Did you ever see this??


----------



## NIMT (Jan 6, 2011)

While it sounds great... As a Soundtraxx Dealer I'll have to give them a call, I wouldn't want to say yes and void a warranty without their approval. 

I was told years ago that it couldn't be done, but people in a company change and sometimes so do the answers one gets. :sly:

Edit, looking at the notes on this, at Ulrichmodels page it's possible Soundtraxx changed the outputs down the line of production.


----------



## Grabbem88 (Feb 24, 2012)

I'm not trying to rock the boat but If information was misinformed I want the right info out so people can enjoy there hobby than get frustrated cause they are stuck with dim lit bulbs.

There is a video out there who used a gn1000 in an atlas -8 using leds and I'm going to duplicate it as well....but .... Lol

If I used the +14 with a 680 resistor as my base for all my positive light connections

Would another 680 attached to each ground be over kill??


I think all my leds are the smd variant in my atlas


----------



## Mark R. (Jan 26, 2013)

I've had a couple of those GN decoders as well, and couldn't get them to work right using LEDs (and resistors) and that +14 volt pad.

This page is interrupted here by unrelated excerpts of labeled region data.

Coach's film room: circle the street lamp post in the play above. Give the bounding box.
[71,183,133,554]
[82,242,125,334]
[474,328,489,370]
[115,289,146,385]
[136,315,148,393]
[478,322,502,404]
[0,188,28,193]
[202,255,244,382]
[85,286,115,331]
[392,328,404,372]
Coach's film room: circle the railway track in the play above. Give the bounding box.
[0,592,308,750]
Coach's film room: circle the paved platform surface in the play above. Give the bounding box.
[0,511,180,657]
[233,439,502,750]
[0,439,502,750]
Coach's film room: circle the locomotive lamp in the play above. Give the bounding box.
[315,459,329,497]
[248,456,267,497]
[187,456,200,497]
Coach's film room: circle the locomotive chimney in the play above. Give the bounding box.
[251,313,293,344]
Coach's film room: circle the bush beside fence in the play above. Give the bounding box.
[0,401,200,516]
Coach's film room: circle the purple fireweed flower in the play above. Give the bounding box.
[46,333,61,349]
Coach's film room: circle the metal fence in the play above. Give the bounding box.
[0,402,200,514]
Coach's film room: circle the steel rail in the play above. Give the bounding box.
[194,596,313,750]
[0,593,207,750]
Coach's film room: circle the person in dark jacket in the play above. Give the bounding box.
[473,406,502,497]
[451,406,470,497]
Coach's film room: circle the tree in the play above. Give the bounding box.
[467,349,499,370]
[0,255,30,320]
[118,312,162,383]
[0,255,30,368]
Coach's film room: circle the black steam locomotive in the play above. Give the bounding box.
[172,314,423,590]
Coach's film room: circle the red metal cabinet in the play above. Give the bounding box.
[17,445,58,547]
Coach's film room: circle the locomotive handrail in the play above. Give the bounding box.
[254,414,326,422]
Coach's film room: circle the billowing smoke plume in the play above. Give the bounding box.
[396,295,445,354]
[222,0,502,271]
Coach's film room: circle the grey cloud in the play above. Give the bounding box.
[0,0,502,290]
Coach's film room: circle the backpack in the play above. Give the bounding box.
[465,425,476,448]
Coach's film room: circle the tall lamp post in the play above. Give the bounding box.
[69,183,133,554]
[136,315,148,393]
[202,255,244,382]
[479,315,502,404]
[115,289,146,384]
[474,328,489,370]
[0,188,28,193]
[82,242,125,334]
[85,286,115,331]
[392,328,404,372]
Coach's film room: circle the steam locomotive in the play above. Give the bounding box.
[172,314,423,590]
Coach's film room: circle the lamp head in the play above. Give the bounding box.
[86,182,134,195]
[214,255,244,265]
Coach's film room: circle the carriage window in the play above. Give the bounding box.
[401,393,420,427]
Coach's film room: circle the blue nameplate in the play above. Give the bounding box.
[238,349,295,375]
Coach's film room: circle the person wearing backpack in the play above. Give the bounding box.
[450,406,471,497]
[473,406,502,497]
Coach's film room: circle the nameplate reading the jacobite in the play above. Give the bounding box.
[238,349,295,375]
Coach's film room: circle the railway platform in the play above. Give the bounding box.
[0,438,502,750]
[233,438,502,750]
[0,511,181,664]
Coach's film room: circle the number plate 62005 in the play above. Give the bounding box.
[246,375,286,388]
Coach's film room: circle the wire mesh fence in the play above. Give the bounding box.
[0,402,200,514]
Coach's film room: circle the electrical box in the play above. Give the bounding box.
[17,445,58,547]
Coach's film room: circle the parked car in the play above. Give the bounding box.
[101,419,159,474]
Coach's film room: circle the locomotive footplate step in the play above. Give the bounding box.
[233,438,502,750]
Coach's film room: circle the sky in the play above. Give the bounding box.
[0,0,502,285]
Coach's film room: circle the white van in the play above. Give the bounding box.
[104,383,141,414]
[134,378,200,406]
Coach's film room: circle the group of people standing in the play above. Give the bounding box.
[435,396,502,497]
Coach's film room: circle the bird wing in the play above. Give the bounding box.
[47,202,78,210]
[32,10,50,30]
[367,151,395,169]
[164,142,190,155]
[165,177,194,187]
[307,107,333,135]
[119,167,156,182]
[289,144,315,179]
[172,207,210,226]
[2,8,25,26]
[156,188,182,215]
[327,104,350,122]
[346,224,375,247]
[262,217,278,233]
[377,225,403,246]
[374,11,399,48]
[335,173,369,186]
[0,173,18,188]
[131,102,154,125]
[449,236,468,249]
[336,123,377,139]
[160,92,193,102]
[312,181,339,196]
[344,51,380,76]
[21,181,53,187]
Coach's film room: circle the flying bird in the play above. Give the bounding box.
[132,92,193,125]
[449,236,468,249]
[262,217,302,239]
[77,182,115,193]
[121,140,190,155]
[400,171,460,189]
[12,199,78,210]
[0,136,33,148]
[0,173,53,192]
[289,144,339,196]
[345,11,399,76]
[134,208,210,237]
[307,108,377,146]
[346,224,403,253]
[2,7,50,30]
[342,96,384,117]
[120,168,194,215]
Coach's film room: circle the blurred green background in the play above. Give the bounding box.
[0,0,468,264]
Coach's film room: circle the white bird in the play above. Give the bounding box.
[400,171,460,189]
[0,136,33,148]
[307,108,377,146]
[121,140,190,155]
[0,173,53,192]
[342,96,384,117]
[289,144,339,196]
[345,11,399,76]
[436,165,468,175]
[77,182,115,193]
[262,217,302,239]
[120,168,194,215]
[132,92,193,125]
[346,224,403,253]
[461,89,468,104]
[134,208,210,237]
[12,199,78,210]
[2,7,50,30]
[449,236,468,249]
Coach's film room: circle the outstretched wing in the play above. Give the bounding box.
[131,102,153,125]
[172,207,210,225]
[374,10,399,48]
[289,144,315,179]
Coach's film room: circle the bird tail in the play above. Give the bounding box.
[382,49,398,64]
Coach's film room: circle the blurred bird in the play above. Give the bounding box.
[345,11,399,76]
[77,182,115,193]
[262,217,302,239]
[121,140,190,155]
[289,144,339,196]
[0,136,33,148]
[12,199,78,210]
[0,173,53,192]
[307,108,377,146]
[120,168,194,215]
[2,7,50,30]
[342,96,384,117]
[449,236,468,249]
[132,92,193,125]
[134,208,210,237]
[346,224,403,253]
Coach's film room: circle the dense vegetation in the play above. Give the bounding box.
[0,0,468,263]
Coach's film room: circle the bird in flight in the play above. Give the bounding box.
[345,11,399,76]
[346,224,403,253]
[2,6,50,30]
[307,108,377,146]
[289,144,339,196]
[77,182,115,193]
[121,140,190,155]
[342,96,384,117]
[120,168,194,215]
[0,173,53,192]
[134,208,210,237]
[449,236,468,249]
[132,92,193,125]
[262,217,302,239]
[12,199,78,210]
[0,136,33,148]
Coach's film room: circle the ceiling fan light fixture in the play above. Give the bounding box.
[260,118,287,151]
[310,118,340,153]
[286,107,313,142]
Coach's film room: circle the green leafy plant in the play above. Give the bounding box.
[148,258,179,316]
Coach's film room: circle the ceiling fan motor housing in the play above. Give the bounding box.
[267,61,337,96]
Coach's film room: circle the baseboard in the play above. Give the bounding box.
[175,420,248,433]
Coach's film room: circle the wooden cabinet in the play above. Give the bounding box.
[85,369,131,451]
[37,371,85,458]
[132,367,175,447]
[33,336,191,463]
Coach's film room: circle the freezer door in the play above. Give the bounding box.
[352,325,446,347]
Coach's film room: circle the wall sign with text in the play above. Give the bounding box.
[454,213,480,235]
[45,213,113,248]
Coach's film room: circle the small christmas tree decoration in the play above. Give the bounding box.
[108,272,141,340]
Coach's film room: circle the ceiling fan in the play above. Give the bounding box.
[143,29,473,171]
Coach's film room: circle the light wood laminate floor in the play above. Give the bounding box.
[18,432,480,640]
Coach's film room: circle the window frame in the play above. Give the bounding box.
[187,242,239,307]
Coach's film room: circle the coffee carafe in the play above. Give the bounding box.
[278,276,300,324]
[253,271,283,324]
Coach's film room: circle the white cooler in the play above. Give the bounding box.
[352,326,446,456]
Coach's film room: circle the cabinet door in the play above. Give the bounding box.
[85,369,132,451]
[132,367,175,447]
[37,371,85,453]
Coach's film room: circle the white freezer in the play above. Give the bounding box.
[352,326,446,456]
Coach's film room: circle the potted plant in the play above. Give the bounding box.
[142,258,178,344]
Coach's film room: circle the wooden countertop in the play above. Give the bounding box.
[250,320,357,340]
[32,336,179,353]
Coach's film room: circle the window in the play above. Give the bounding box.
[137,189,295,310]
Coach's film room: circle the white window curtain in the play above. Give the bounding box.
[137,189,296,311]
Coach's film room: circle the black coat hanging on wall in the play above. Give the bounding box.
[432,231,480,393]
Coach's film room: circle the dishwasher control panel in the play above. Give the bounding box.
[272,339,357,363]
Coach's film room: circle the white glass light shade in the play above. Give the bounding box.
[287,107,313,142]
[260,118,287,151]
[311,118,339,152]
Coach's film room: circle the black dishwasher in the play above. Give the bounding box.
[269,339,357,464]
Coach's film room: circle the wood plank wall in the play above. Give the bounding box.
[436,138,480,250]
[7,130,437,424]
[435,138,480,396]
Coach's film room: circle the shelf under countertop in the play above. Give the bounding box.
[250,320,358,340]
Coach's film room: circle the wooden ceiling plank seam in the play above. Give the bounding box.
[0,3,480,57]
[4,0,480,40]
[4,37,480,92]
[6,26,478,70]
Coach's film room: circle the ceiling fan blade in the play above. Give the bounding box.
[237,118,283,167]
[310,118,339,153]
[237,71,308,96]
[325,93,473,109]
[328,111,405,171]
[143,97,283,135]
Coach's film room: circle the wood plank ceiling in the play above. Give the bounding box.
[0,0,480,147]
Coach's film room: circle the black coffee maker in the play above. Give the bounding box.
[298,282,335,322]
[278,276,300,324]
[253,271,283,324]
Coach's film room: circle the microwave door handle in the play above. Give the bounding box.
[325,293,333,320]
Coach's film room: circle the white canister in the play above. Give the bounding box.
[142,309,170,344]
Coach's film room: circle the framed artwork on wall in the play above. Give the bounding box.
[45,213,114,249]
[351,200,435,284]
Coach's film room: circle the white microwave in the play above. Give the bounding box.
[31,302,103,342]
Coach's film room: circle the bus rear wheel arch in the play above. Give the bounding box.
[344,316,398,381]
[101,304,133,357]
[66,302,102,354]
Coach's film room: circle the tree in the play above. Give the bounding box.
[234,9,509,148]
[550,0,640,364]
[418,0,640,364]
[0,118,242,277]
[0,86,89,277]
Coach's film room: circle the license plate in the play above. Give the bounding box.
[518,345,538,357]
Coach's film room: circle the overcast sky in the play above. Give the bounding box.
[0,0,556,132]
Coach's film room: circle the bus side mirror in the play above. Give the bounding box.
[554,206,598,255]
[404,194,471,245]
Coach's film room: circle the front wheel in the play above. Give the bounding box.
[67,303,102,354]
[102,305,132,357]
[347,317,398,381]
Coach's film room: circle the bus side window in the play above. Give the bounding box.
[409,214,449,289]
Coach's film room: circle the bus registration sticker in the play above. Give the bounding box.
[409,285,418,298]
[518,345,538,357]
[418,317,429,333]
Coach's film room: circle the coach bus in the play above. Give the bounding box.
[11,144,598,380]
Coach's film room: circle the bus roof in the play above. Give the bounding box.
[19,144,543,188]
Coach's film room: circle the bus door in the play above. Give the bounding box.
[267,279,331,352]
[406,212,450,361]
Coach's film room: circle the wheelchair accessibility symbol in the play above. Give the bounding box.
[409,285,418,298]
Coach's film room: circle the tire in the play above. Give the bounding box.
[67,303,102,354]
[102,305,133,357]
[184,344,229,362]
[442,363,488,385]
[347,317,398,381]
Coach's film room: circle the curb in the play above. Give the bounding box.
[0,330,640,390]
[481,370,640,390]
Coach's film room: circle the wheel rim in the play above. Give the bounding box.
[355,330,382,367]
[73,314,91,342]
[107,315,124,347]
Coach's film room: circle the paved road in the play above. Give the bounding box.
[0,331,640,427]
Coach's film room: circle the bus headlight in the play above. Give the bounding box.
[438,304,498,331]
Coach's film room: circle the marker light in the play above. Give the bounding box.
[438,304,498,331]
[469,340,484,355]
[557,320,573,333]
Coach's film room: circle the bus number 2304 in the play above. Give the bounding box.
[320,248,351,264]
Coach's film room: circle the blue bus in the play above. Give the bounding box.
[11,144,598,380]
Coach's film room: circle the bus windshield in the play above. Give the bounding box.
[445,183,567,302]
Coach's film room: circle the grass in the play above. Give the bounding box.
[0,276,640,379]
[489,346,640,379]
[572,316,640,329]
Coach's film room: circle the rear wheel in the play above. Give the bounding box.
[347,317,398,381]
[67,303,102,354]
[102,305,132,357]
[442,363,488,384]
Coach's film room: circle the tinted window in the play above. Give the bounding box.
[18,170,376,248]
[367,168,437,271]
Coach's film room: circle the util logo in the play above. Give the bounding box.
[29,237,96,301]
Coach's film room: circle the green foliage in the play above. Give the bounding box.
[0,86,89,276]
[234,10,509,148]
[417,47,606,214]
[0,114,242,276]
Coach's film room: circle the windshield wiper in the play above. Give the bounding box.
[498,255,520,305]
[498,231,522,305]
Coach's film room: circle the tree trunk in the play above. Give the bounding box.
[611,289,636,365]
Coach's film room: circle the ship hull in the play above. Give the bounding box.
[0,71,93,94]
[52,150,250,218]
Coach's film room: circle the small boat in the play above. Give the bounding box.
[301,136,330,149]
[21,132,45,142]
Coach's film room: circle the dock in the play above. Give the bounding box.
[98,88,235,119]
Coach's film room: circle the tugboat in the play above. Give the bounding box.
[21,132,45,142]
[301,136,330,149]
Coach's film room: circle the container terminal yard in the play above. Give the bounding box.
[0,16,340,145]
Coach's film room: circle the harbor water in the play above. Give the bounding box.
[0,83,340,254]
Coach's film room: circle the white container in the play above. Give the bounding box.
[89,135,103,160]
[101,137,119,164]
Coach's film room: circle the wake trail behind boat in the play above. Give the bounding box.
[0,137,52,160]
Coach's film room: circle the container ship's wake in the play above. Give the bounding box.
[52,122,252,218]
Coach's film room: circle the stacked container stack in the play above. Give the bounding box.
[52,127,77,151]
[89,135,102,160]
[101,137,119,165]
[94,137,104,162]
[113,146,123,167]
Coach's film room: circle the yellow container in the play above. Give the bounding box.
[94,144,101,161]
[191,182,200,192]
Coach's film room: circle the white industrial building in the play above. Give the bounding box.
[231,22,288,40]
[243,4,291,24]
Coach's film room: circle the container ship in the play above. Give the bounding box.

As a work-around, I attached the common positive to one of the truck leads (half wave power) though a diode to ensure the LED only sees the positive half of the wave. A 680 ohm resistor on one leg of each LED and it worked like a charm.

Mark.


----------



## Grabbem88 (Feb 24, 2012)

It's hole on mine...were there prior batch alterations??


----------



## Grabbem88 (Feb 24, 2012)

And what wouldn't work right?? Exactly?


----------



## Mark R. (Jan 26, 2013)

Some have a hole and earlier versions just had a little tiny pad. 

The problem I had was the LEDs would light, but I couldn't control them .... they just stayed on. (?) This exact topic came up on another forum recently ....

http://atlasrescueforum.proboards.com/thread/2035/tsu-gn1000-issues-leds

Mark.


----------



## Grabbem88 (Feb 24, 2012)

That was going to be my next path a lot of mine are wired this way..

Plus I hate putting heat in a area where it could damage something..

I do see a hit and miss with it works on+14 and don't 

Also nobody asked what dcc system each was using.. You never know???


----------



## Grabbem88 (Feb 24, 2012)

Well I took the tsu-gn1000 installed it in my Amtrak 8-32bhw or bw lol 

Anyways I took all the wires and ran them to there new home and tapped in the +14 spot..

And everything lit up with full control

All I got to do is install speaker and program it the way I want it..


The bad??? I popped one led in the nose so I swapped out for a tower and added a 680 just to be safe

So a factory swap out was done in about 3 hrs because I'm slow

Hope this helps for you installers??


----------